In Europa, all’avventurismo aggressivo di Ucraina, NATO e “volenterosi” vari, spalleggiati dai Neocon americani, si oppone la Russia, attore politico responsabile, perfettamente in grado di leggere la situazione e modulare la propria azione per ottenere i propri scopi (sottolineo, i propri, perché, diversamente da quanto ritenuto da taluni, non v’è - ovviamente – nelle intenzioni del Cremlino alcuna crociata per salvare il mondo o altri che non sia se stesso). In Medio Oriente, a Israele, entità irrazionale che non si pone limiti, con dietro gli USA che lo sostengono a prescindere, si contrappongono soggetti dotati di lucida strategia a cui s’attengono in progetti di lungo respiro da cui non si fanno distogliere.

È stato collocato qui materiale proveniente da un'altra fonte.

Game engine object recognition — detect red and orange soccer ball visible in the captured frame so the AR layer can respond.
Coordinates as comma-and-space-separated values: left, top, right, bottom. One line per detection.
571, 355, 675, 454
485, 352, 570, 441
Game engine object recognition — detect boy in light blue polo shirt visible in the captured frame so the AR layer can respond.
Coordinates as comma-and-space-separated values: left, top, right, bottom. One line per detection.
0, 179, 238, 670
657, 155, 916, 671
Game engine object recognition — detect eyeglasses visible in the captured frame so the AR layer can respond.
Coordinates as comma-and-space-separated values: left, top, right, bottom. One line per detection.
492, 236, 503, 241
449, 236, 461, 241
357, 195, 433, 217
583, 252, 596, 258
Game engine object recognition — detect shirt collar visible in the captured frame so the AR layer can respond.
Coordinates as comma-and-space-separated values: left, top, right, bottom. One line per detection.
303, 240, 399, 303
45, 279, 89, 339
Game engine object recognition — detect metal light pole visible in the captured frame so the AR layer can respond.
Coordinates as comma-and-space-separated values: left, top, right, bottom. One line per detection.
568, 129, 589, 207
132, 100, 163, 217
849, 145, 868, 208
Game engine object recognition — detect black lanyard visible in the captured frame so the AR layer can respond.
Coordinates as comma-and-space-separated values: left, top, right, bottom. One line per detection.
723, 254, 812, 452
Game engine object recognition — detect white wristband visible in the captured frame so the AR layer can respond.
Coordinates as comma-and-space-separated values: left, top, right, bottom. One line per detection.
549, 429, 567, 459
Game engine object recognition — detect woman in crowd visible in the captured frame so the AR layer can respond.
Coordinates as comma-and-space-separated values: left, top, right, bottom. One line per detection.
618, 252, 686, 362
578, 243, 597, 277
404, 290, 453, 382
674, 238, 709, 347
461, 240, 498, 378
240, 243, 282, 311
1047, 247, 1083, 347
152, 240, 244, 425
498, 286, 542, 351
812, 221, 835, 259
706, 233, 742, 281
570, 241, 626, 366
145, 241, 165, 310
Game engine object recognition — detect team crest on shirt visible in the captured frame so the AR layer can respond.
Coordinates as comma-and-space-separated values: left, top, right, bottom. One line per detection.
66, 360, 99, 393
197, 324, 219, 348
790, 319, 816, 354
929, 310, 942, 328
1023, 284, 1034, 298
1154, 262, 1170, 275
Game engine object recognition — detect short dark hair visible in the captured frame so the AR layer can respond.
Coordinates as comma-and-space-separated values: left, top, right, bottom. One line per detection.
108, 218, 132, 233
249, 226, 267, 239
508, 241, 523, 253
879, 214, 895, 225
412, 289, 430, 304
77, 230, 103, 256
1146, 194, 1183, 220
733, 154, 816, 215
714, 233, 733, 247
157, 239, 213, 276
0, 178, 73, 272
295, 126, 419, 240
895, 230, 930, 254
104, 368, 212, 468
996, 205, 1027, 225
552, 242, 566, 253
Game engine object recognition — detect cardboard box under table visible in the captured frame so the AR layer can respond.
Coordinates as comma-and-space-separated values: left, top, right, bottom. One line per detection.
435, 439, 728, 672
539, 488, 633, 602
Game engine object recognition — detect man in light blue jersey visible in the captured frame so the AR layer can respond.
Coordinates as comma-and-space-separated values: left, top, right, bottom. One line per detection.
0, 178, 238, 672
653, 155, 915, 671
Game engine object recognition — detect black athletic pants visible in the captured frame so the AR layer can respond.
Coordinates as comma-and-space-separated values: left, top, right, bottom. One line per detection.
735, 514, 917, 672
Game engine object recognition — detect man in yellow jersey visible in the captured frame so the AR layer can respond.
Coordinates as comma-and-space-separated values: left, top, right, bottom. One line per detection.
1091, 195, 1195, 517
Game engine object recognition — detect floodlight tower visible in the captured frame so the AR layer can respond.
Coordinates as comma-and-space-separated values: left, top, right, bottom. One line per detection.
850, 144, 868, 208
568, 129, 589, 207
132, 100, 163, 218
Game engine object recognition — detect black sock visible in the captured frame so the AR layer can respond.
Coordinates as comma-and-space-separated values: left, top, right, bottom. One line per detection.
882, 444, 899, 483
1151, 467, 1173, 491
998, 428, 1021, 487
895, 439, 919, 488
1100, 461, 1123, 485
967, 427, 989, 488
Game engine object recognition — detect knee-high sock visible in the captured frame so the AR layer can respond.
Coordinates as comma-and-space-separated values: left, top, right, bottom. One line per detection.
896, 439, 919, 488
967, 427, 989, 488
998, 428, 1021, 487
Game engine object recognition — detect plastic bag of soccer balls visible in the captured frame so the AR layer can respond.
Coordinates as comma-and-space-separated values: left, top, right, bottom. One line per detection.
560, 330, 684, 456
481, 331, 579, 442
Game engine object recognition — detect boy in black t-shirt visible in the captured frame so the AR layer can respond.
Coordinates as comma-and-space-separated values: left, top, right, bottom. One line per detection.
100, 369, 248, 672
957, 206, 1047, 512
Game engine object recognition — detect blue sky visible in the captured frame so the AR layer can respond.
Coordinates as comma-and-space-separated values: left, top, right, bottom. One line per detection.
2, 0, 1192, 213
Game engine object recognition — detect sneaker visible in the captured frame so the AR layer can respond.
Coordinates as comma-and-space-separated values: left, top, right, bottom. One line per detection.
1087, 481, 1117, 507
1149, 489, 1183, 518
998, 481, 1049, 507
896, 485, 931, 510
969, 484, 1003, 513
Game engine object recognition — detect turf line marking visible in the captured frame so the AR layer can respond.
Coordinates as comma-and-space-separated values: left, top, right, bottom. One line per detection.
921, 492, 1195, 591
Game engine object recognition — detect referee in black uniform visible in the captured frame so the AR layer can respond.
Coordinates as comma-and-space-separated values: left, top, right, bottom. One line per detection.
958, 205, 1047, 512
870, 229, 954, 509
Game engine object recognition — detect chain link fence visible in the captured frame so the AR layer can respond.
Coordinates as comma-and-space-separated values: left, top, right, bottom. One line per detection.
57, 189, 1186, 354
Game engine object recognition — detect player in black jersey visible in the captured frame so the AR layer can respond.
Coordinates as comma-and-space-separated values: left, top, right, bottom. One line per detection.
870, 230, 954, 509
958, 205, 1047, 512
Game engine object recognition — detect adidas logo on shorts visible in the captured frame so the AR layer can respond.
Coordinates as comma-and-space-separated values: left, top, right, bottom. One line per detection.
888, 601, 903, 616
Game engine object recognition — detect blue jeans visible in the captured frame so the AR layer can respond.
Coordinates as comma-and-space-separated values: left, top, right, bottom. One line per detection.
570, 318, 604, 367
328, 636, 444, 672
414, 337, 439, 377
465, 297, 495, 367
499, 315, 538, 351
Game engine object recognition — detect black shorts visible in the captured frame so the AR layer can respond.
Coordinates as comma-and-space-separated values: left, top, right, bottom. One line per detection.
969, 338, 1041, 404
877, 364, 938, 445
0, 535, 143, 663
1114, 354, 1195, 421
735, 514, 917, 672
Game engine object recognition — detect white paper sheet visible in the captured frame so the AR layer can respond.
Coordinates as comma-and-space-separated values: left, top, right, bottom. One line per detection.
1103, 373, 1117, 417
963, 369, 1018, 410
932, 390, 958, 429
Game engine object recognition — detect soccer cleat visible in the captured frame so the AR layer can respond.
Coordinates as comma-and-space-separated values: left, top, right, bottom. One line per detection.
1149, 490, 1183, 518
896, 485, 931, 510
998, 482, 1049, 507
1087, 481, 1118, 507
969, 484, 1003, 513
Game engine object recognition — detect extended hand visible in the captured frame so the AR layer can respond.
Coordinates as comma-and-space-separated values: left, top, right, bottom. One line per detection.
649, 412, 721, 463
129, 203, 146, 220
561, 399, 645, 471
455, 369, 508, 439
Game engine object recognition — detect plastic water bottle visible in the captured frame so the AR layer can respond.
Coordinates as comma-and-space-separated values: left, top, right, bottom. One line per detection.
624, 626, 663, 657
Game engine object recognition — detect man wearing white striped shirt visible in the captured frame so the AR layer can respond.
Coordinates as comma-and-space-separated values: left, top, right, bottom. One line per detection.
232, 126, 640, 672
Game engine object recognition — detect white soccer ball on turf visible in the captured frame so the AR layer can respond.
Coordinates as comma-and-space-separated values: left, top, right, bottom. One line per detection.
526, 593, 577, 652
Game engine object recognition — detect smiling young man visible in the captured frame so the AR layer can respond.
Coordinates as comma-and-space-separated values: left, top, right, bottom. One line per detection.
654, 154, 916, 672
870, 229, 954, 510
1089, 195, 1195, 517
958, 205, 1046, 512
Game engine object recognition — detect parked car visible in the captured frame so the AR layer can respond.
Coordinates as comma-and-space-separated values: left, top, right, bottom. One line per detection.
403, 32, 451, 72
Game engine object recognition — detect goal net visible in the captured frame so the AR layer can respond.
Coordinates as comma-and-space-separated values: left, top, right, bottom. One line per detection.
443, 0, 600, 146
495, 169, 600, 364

Tuttavia, a dispetto da quanto ritenuto da molti, delle due, la crisi più pericolosa è quella mediorientale, e ciò perché Israele è, come detto, un attore che per definizione pensa che tutto gli sia concesso, e perché, per un insieme di ragioni, è capace di manipolare gli Usa condizionandoli, fino a indurli a comportamenti del tutto contrari ai loro interessi. E, per aggravante, c’è il fatto che ha un arsenale nucleare di cui non ha reso conto a nessuno, e di cui nessuno – Occidente in testa – chiede conto.
Israele da pilastro del sistema a suo problema
Al Aqsa Flood è stato spartiacque netto per le vicende dell’intero Medio Oriente, catalizzatore d’un precipitare d’eventi che non s’è arrestato, e non s’arresterà fin quando gli assetti precedenti non saranno del tutto collassati e nuovi equilibri emergeranno e si consolideranno in tutta la regione. Non c’è da stupirsi: l’occhio di chi vive gli eventi nella contemporaneità stenta a cogliere i sintomi d’un passaggio d’epoca, a distinguerli dalla cronaca seppur da prima pagina; i meccanismi della Storia no. Occorre tempo perché le chiavi di volta d’un sistema vengano superate ma, quando ciò accade, quando esse entrano in crisi e si spezzano, gli eventi accelerano all’improvviso in cerca di nuovo accomodamento e non si fermano finché non lo trovano. Esattamente ciò che sta accadendo. A dire il vero, non solo in Medio Oriente ma in tutto il mondo.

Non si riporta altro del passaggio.